The Supreme Court said Monday that it will take up a legal challenge to Obamacare, agreeing to hear the case in its new term that begins in October. That means the program will continue for at least another year.
It also means the justices won't be handing down a ruling on the contentious issue of health care in June, just as the presidential campaign heats up. That may be good news for Republicans, who would prefer to avoid the issue in an election year.
A federal appeals court ruled in December that the individual mandate in Obamacare, officially known as the Affordable Care Act, is unconstitutional. But it sent the case back to the trial judge for another look at whether the entire law is invalid or some parts can survive.
The House of Representatives, controlled by Democrats, and a group of blue states urged the Supreme Court in January to take the case and issue a decision promptly, in its current term, instead of leaving the fate of the law in limbo.
"That uncertainty threatens adverse consequences for our nation's health care system, including for patients, doctors, insurers, and state and local governments," they told the court.
But the justices rejected the invitation for expedited scheduling, agreeing instead to follow the normal rules.
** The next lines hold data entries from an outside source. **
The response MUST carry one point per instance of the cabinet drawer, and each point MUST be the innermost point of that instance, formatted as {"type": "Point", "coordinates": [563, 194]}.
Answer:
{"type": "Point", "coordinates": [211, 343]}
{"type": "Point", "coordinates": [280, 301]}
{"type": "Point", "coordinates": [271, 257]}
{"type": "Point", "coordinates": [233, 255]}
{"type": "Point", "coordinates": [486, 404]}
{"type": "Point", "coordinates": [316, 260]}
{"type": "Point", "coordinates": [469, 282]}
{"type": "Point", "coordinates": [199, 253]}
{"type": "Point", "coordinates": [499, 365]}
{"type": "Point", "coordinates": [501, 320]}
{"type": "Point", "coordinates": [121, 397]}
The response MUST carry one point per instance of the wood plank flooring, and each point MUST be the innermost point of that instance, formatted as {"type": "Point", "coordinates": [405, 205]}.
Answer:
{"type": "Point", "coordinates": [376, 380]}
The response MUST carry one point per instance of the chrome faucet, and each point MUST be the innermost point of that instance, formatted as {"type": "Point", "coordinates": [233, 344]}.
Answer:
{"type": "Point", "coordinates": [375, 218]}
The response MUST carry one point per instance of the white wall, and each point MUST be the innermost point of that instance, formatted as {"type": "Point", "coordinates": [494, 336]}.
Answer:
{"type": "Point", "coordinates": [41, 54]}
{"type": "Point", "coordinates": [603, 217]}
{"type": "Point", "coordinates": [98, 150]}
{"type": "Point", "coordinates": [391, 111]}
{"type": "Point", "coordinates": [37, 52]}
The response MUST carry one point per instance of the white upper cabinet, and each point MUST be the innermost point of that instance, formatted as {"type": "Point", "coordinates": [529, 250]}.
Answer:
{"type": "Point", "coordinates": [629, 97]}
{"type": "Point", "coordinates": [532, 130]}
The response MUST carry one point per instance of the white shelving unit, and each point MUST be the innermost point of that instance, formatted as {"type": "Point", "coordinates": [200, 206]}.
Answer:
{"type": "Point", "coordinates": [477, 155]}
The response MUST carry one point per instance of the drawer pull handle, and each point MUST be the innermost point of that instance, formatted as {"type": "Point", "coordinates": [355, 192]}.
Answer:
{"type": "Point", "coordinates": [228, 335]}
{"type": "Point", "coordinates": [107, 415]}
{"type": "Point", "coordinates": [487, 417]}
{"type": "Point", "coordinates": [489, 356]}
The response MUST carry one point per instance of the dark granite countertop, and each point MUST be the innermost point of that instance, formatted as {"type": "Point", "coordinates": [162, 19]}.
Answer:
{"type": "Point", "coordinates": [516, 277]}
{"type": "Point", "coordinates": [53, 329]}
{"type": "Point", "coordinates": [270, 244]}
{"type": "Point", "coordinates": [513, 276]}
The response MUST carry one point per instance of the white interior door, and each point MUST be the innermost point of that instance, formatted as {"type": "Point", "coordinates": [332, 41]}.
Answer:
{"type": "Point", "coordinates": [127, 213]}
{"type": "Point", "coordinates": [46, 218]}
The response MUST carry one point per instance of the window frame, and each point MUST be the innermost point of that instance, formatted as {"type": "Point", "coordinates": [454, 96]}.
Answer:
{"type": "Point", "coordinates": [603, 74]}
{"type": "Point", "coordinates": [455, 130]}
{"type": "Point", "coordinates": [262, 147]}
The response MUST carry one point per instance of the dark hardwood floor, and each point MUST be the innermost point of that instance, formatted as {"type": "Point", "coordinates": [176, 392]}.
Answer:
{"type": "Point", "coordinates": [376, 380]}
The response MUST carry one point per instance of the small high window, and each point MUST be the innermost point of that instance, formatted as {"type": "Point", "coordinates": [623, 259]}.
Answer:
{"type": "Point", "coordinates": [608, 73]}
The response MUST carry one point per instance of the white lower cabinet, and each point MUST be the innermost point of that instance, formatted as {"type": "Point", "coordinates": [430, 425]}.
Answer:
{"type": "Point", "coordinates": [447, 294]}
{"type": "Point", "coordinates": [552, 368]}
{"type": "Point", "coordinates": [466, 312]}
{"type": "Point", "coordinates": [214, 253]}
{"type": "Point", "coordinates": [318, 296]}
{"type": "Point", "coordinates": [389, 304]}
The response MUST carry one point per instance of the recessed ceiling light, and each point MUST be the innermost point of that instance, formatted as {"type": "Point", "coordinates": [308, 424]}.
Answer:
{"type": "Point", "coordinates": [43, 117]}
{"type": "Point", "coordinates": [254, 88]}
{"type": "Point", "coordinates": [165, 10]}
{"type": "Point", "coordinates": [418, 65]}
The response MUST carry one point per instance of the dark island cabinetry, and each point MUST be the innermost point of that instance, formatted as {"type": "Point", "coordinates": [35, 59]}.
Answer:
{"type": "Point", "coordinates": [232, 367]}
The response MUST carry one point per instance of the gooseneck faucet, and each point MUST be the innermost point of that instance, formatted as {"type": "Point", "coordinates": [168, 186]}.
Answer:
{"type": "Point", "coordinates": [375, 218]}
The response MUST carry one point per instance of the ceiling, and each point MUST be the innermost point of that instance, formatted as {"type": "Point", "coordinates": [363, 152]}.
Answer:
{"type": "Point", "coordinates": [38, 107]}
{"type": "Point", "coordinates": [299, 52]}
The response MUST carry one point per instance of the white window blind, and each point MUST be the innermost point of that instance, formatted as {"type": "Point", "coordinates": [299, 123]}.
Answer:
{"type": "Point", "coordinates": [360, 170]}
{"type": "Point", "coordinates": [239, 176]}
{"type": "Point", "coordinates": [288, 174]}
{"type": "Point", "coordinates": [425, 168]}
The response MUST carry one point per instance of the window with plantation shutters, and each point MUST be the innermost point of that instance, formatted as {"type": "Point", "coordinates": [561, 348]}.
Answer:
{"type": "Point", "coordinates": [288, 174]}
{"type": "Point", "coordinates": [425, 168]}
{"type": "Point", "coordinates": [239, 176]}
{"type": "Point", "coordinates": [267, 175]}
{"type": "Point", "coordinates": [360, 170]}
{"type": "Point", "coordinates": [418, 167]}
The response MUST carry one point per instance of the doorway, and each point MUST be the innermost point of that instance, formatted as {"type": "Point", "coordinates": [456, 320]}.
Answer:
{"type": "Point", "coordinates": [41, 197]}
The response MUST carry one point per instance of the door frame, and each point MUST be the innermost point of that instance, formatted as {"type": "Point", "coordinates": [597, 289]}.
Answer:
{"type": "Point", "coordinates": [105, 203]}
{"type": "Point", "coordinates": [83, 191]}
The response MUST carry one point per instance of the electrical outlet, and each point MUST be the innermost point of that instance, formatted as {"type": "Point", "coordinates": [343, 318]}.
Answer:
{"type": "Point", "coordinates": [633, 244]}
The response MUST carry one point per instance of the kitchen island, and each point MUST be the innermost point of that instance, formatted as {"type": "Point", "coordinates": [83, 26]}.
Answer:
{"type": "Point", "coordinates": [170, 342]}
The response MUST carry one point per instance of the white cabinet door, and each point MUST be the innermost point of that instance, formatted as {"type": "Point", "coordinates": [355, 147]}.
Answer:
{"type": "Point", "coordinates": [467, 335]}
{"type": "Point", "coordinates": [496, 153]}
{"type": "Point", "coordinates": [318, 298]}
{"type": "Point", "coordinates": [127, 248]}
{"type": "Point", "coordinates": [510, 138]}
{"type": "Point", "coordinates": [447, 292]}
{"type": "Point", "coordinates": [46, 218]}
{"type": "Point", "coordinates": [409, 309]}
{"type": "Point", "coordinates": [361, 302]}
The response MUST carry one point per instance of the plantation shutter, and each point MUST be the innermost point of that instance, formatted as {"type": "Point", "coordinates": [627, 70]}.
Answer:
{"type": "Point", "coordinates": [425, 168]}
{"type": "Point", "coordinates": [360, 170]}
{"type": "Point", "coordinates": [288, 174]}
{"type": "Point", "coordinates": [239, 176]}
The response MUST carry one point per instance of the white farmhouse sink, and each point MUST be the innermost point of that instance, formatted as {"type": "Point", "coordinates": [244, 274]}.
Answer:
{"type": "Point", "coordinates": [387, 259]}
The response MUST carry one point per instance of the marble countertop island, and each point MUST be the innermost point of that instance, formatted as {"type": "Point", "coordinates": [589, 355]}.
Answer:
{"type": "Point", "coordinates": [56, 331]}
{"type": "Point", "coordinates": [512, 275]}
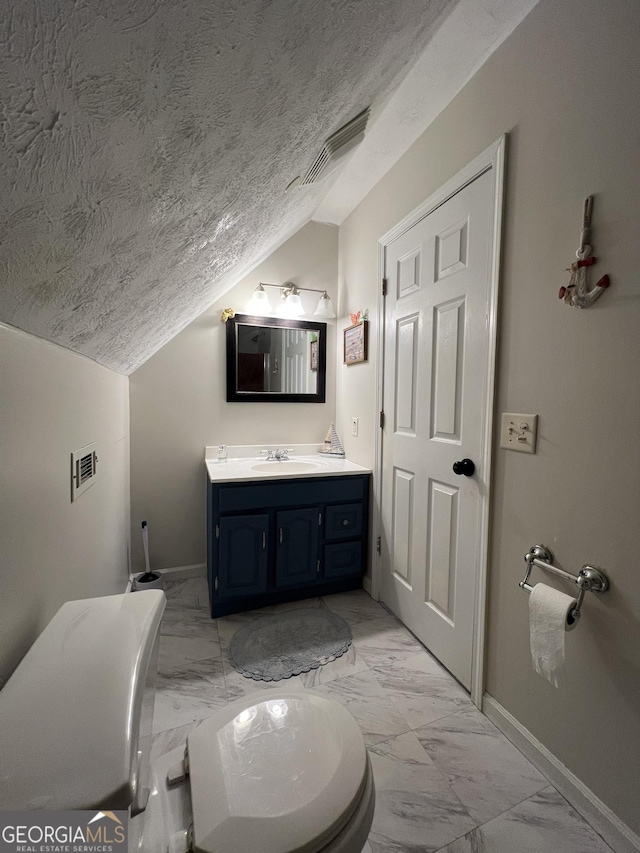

Since the law was passed, opponents have attacked the individual mandate, a central feature, which requires all Americans to buy insurance or pay a penalty on their income tax. The Supreme Court upheld Obamacare in 2012, ruling that it was a legitimate exercise of Congress' taxing authority.
But in 2017, the Republican-led Congress set the tax penalty at zero. That led Texas and a group of red states to rule that the revised law is unconstitutional. A federal judge in Texas agreed, ruling that because the tax was eliminated, the law could no no longer be saved as a use of the taxing power. The 5th U.S. Circuit Court of Appeals in New Orleans upheld that ruling by a 2-1 vote in mid-December.
But the appeals court decision ordered the trial judge to reconsider his ruling that the entire law must fall without the glue of the individual mandate holding it together. The Trump administration initially said parts the law could be saved without the individual mandate, but then changed its position to say the rest of the statute could not stand.
Now that the Supreme Court has agreed to hear the case, it will not go back to the trial judge for that analysis. The justices will hear the case in the fall, with a decision by June of 2021.